There are no prizes for guessing the driving force behind this brutal selling frenzy. Such was the intensity of the selloff that it could only have been caused by an intense bout of speculative liquidation. And sure enough, latest data from the CFTC and ICE showed that money managers slashed their bullish positions in the two main crude oil futures contracts in response to the latest OPEC+ deal. Net speculative length in ICE & CME WTI fell by 74 million bbls to a 2021-low of 320 million bbls in the week to July 20. This was the biggest weekly decline since August 2017. Moreover, bullish bets in ICE Brent plunged by 50 million bbls over the same period. In both cases, the decline in speculative length was almost exclusively caused by a liquidation in long positions. Gross longs in WTI shrank by 60 million bbls, the biggest weekly pullback since our records start of 2015. On Brent, long positions declined by 58 million bbls in what was the biggest drop since October 2018. The upshot is that the value of speculative holdings in the two leading crude contracts fell to $39 billion from $53 billion in the prior week.
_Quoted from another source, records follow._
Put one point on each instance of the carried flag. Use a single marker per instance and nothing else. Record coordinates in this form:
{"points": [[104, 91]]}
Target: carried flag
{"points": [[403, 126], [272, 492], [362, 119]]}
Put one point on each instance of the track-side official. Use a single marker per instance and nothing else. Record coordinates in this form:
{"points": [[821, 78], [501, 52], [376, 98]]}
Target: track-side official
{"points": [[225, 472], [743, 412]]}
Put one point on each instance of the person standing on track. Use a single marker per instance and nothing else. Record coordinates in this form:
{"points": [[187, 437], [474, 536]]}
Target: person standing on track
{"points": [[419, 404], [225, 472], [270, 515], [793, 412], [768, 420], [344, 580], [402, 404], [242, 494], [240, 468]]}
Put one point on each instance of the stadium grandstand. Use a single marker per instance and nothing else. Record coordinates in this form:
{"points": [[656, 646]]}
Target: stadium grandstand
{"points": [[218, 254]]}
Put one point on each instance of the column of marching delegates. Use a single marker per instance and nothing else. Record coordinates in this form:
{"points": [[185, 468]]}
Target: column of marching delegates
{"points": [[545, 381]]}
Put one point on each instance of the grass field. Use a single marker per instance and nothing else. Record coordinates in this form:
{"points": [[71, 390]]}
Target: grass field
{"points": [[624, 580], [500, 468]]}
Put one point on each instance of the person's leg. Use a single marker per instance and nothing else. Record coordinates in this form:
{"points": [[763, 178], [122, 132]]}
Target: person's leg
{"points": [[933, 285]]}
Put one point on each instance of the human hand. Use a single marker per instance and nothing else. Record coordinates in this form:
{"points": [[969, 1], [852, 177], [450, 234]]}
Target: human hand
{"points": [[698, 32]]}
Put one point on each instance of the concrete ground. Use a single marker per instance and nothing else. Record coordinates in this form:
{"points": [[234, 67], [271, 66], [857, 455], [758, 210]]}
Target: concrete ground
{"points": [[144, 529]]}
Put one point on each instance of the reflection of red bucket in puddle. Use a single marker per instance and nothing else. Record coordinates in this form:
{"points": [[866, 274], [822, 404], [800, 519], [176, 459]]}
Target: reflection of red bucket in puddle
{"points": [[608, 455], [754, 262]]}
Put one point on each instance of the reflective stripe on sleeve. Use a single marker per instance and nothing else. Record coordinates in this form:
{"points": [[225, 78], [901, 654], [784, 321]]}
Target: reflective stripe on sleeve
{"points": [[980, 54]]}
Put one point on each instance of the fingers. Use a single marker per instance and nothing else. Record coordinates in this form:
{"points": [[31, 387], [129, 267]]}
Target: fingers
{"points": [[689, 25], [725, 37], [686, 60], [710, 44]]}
That being said, the bearish onslaught did not last long. Monday’s selloff proved short-lived as bargain hunters ploughed back in to buy the dip. Crude surplus jitters quickly evaporated amid expectations that demand growth will outstrip new supply through the year-end. Underpinning this supportive narrative were major banks that reiterated their upbeat views. Leading from the front was Goldman Sachs who reaffirmed its near-term $80/bbl oil price forecast. Meanwhile, Morgan Stanley suggested that the oil balance will be tighter in 2H21 than in 1H21. Accordingly, it stuck to its forecast that Brent will likely trade in the mid-to-high $70s over the remainder of the year. And lastly, Bank of America stood by its claim that Brent will hit $100 next year.
By Friday’s close, Brent and WTI capped a remarkable turnaround which saw them more than recoup all of Monday’s losses. Not even the mid-week shock of an unexpected uptick in US crude stocks could derail the relief rally. EIA data showed domestic crude inventories rose for the first time since May, but this bearish hit was tempered by supportive global supply and demand dynamics.
Going forward, the oil market should continue to experience a significant deficit in terms of supply versus demand. As much as this will keep a floor under prices, that is not to say that they will rally strongly from current levels. This is because pandemic-fuelled demand fears have not completely lost their grip on market sentiment. Uncertainties surrounding the Delta variant are set to persist for a while yet.
Set against this backdrop, oil prices will likely continue to gyrate wildly in the coming weeks. This, in turn, should provide a boon for trading volumes. Already last week Brent futures trading averaged more than 100 million bbls a day, a 15% increase in the previous week. Yet despite heavier trade volumes, open interest remains subdued. As first noted by PVM Brent futures desk kingpin and fellow Land Rover enthusiast John Evans, holdings of ICE Brent contracts have dropped by nearly 400,000 since the high in February. The last time overall open interest was this low was back in September 2020 during which we had a sustained sideways period in flat price. Either way, what is clear is that oil prices will remain at the mercy of short-term demand weakness from Delta variant concerns and expectations of crude deficits for the foreseeable future.